Listed Building – Grade II
- Official name: Town Hall
- Designated: 26 March 1973
- Reference no.: 1257616

= Waterloo Town Hall, Merseyside =

Municipal building in Waterloo, Merseyside, England

Waterloo Town Hall, also known as Crosby Town Hall (from 1937 to 1974), is a municipal building in Great George's Road in Waterloo, Merseyside, England. The building, which was the headquarters of Waterloo Urban District Council from 1863 to 1937 and then of Crosby Borough Council from 1937 to 1974, is a Grade II listed building.

==History==
In anticipation of the formation of the new urban district of Waterloo with Seaforth, which was formed out of Litherland in 1863, civic leaders decided to procure a dedicated town hall: the site they selected was open land just south of Waterloo railway station.

The building, which was designed in the Italianate style by the council surveyor, F. S. Spencer Yates, opened in 1862. The design involved a symmetrical main frontage with three bays facing onto Great George's Road; the central section featured a portico with Tuscan order columns supporting a frieze with triglyphs; there was a stained glass pedimented window on the first floor, flanked by two other pedimented windows with plain glass, and there was a cornice with dentils at roof level. Internally, the principal rooms were the council chamber and the mayor's parlour. A large extension to the rear was completed in 1893.

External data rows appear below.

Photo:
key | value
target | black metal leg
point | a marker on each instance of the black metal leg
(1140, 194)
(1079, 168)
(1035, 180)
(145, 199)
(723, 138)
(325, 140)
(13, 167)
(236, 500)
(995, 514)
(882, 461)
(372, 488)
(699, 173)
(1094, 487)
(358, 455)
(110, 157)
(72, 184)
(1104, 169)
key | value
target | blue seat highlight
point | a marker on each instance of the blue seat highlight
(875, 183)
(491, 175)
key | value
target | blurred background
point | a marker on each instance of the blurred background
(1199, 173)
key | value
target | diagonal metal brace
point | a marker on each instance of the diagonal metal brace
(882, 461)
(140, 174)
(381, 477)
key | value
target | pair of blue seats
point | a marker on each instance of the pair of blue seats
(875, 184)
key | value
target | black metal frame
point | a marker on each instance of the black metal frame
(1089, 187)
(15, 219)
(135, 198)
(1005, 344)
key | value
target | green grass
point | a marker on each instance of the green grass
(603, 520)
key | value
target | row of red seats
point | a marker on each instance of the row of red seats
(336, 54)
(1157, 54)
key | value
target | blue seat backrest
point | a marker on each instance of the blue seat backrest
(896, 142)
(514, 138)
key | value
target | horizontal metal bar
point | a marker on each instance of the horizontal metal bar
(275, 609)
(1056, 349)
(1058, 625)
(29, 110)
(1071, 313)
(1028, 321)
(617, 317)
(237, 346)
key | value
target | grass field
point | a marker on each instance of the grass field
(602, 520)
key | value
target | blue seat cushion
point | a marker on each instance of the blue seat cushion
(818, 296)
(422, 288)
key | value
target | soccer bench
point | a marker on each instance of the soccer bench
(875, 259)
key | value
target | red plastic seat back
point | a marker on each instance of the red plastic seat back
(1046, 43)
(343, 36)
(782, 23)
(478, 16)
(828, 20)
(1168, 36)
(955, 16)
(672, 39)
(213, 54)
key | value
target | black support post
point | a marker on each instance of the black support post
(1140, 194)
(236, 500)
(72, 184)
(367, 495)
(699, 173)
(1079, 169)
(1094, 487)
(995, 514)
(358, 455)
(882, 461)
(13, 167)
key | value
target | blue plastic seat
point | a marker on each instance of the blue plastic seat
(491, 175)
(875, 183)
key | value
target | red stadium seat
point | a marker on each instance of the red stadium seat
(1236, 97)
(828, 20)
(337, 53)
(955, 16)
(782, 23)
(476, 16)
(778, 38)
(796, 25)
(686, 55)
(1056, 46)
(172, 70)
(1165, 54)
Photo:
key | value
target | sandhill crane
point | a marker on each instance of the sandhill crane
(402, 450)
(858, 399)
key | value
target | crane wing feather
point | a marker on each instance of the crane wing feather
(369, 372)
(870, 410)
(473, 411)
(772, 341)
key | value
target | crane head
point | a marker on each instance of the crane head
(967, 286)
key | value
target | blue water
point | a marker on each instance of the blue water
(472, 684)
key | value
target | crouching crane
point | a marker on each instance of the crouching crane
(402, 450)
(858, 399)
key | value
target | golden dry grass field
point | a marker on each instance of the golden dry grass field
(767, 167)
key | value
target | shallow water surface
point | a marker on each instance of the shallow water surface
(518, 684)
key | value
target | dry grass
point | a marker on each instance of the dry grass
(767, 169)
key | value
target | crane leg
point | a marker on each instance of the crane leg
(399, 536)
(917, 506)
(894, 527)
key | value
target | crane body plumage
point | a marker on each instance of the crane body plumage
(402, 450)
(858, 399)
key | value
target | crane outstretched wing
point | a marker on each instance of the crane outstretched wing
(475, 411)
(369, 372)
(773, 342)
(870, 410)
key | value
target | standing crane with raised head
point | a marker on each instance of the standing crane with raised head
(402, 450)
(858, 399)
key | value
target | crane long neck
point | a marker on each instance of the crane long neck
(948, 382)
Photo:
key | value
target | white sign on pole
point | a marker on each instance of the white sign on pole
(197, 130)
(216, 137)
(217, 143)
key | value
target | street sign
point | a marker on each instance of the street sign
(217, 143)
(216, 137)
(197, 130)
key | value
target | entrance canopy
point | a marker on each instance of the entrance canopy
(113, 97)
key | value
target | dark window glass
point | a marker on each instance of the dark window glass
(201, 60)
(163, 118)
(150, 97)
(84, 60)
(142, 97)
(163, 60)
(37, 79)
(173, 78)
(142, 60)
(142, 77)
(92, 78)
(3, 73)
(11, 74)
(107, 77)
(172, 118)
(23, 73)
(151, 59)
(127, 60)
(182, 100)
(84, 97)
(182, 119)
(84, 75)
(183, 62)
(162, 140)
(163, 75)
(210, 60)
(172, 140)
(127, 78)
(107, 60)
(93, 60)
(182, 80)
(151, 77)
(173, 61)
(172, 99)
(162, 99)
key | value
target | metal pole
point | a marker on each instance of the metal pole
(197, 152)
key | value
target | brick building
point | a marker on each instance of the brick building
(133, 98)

The building served as the town hall for the Waterloo with Seaforth Urban District and, following the merger of that district with Great Crosby Urban District to form the Borough of Crosby, the town hall became headquarters of the new Crosby Borough Council in 1937. (Note: Alexandra Hall, completed in 1888 and situated at the junction of Mersey Road, College Road and Coronation Road had originally contained the council offices for Crosby Urban District Council.) It ceased to be the local seat of government on the formation of Sefton Council in 1974. However, it continued to be used as offices by the social services department of Sefton Council and also continued to be used as the local register office as well as a venue for marriages and civil partnerships. After it became clear that the building was in need of extensive refurbishment, in February 2009, a local residents' association expressed their interest in converting the building for use as a heritage centre.

In March 2020, the town hall, along with the Atkinson Art Gallery and Library and Bootle Town Hall, was the venue for A Nightingale's Song, a video production produced by Illuminos as part of Sefton's Borough of Culture celebrations, which involved the projection of a story describing local coastal communities onto prominent buildings.